Integrated an Arduino-controlled LED system with a matrix-based system to precisely locate and eliminate detected weeds.
Created a website to showcase project insights, allowing users to engage with the trained YOLO-v5 model and evaluate its effectiveness.
Used data visualization to highlight the project's technological innovation and potential for sustainable agricultural practices.
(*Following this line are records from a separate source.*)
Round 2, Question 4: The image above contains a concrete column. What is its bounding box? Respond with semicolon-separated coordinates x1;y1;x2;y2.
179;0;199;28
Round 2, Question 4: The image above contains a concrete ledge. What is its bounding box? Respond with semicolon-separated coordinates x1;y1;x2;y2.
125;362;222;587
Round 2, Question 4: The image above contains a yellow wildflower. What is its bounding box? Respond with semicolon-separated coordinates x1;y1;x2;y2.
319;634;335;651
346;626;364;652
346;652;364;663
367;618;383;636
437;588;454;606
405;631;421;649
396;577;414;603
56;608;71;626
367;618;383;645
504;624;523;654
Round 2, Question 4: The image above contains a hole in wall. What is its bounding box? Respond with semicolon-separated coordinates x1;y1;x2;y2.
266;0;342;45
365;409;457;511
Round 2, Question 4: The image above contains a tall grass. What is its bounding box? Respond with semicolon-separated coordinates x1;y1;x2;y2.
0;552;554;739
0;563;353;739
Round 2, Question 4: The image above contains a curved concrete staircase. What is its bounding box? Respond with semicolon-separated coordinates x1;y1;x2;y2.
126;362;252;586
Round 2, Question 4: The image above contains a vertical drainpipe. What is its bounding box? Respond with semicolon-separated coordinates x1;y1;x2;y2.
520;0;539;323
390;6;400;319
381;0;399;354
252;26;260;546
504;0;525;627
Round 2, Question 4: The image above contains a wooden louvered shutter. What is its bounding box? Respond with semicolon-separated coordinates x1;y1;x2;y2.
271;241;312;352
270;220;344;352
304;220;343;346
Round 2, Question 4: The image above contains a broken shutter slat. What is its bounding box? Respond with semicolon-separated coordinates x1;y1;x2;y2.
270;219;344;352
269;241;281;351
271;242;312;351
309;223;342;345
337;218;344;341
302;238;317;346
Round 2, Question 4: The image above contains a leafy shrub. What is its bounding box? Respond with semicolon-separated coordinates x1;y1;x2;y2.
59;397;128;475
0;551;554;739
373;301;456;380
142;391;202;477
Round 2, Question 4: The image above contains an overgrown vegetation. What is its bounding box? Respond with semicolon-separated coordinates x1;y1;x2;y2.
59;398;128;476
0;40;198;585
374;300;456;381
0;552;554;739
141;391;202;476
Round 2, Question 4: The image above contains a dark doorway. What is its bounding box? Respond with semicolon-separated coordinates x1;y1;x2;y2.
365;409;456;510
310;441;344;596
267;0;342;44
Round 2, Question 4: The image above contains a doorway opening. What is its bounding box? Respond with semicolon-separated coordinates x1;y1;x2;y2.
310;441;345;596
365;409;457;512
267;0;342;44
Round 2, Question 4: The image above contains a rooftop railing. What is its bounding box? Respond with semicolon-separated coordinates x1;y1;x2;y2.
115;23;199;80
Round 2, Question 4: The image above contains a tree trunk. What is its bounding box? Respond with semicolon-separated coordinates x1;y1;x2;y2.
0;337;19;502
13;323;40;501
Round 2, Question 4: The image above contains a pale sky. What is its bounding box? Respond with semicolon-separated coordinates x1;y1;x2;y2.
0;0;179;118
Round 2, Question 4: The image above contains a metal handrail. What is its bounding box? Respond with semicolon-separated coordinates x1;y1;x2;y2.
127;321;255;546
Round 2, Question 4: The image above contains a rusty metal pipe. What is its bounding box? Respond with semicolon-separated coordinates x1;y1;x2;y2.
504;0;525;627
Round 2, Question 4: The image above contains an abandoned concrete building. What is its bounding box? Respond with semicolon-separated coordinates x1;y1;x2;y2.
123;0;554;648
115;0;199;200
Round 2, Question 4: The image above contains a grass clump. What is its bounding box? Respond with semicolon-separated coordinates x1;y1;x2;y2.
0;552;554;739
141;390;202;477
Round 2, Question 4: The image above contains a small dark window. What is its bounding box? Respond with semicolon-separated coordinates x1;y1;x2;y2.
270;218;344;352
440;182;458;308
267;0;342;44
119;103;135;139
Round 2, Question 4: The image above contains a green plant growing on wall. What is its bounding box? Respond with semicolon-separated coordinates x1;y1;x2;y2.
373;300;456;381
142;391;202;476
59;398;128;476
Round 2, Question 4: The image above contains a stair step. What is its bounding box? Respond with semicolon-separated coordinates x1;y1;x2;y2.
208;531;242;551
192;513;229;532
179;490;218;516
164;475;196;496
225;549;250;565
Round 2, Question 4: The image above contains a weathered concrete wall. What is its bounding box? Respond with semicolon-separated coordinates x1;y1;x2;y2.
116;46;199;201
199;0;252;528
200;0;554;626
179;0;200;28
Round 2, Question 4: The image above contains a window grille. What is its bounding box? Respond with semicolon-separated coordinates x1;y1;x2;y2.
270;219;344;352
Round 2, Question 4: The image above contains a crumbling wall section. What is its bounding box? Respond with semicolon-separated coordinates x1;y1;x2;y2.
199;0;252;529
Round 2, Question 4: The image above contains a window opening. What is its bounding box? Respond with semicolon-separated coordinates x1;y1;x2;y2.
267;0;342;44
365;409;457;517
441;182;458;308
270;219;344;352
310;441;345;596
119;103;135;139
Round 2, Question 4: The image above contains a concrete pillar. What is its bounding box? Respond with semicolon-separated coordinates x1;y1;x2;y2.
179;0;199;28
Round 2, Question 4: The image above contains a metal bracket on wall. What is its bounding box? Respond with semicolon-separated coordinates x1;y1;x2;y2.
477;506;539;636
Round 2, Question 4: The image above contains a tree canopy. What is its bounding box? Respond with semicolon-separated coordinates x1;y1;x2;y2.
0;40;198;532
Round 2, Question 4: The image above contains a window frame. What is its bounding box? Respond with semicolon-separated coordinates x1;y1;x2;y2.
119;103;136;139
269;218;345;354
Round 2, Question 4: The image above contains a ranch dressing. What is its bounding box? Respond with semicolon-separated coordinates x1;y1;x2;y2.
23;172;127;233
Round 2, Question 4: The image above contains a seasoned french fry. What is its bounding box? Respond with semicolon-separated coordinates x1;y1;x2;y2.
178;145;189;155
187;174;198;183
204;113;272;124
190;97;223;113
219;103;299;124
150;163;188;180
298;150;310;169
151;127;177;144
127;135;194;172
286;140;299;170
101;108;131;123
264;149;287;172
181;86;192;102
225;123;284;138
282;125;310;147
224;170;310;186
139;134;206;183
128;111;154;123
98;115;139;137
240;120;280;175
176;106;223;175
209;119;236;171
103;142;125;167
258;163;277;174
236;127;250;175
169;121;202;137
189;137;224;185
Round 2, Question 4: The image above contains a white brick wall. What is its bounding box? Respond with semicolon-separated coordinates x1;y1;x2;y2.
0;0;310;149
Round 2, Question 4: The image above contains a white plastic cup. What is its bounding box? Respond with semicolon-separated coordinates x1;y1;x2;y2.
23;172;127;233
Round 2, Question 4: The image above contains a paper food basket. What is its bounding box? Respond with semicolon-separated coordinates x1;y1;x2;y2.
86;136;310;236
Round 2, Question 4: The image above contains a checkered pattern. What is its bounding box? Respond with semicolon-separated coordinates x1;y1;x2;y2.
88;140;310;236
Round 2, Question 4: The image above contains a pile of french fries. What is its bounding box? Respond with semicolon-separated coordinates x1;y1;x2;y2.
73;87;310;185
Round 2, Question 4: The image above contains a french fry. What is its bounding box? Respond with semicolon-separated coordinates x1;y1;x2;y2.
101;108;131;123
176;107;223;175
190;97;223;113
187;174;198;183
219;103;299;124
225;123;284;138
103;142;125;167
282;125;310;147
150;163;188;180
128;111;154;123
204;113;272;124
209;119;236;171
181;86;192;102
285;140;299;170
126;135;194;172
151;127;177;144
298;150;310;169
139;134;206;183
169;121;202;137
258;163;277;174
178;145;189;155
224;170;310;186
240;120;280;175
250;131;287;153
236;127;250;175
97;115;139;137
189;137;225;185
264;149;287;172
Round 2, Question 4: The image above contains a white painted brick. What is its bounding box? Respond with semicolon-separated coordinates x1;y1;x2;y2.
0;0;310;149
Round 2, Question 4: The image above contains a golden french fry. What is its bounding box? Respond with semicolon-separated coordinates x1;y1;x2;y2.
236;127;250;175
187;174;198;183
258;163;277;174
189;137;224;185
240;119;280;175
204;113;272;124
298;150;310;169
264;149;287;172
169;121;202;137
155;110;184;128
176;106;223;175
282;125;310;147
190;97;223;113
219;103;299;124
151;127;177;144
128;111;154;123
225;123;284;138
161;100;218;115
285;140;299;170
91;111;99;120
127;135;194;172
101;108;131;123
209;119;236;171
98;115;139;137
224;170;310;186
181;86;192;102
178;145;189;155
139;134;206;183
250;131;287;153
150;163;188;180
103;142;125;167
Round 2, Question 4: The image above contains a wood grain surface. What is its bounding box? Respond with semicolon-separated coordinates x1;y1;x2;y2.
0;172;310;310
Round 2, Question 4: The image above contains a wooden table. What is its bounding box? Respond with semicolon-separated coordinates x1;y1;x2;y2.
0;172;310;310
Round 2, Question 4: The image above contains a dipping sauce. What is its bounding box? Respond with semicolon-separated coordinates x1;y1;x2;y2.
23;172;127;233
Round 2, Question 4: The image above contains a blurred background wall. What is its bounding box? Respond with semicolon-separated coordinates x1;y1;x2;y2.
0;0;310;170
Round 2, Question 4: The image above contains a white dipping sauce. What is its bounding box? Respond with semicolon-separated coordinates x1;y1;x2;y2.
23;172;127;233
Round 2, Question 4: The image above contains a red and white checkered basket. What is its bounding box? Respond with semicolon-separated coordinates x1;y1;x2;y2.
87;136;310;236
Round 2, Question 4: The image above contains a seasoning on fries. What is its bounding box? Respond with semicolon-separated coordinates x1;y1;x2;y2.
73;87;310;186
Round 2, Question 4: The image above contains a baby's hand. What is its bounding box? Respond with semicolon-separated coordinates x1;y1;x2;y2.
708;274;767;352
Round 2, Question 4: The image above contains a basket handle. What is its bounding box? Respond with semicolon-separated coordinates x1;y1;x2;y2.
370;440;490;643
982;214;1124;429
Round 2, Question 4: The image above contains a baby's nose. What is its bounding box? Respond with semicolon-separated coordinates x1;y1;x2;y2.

Portrait Background Remover
Python, PyTorch, U-Net, NumPy, Scikit-Learn, OpenCV

Used U-Net structures for both rough and detailed portrait segmentation, addressing the problem of subject isolation in images.
Utilized internet and publicly available datasets like COCO for training data.

Colorize Gray scale Image
Python, PyTorch, U-Net, Fast API, Colab, VS code

Included two time-scale update rules, self-attention GANs, and inflection points for effective and error-free coloring.
Used U-Net architecture with model-specific backbone choices (resnet34/resnet101), spectral normalization, and self-attention.
Implemented Perceptual Loss based on VGG16 during NoGAN learning for realistic colorization.

Image to Talking Portrait
Python, Dlib, face-recognition, PyTorch, ffmpeg, OpenCV, Fast API, Colab, VS code

Created talking videos by combining lips and head movements of a reference video with a source image using Dlib for facial landmark identification.
Used Wav2Lip-hq for precise lip movement synchronization and ESRGAN for video up-sampling.
Integrated synchronized audio and used ffmpeg and OpenCV for efficient video processing.

Document Scanner
Python, OpenCV, PyTorch, Fast API, Colab, VS code

Created a Document Scanner with a Geometric Unwarping Transformer using Doc3D dataset for accurate geometric unwrapping.
Used DocProj dataset for Illumination Correction Transformer to resolve illumination problems during document scanning.

Sky Changer
Python, PyTorch, UNET, Fast API, Colab, VS code

Developed a model with sky-changing (Multiband blender), high-res processing (UNET), and low-res processing (hrnet-ocr).
Enhanced segmentation in the low-res module using ASPP and improved high-res module with learnable parameters.
Used Multiband blender for effective sky replacement.

Text-to Image Generator
Python, PyTorch, Hugging Face, Stable Diffusion, Fast API, Colab, VS code

Implemented Stable Diffusion for text-to-image generation, using fine-tuning and Dreambooth for high-quality, customized images.

Face Swap
Python, Dlib, PyTorch, face-recognition, TensorFlow, Fast API, Colab, VS code

Implemented pose-matching and facial point detection for accurate face swapping using Dlib.
Blended faces to ensure natural skin color transitions.

Achievements

Awarded a fully funded scholarship for my Master's at the prestigious LIESMARS Lab, Wuhan University—renowned globally for its pioneering research in photogrammetry, remote sensing, and geospatial information science.
Ranked 2nd with the ‘Weed Detection System’ in BS Computer Science Final Year Project.
Won 2nd place at the 2023 Hackathon with the ‘Weed Detection System’.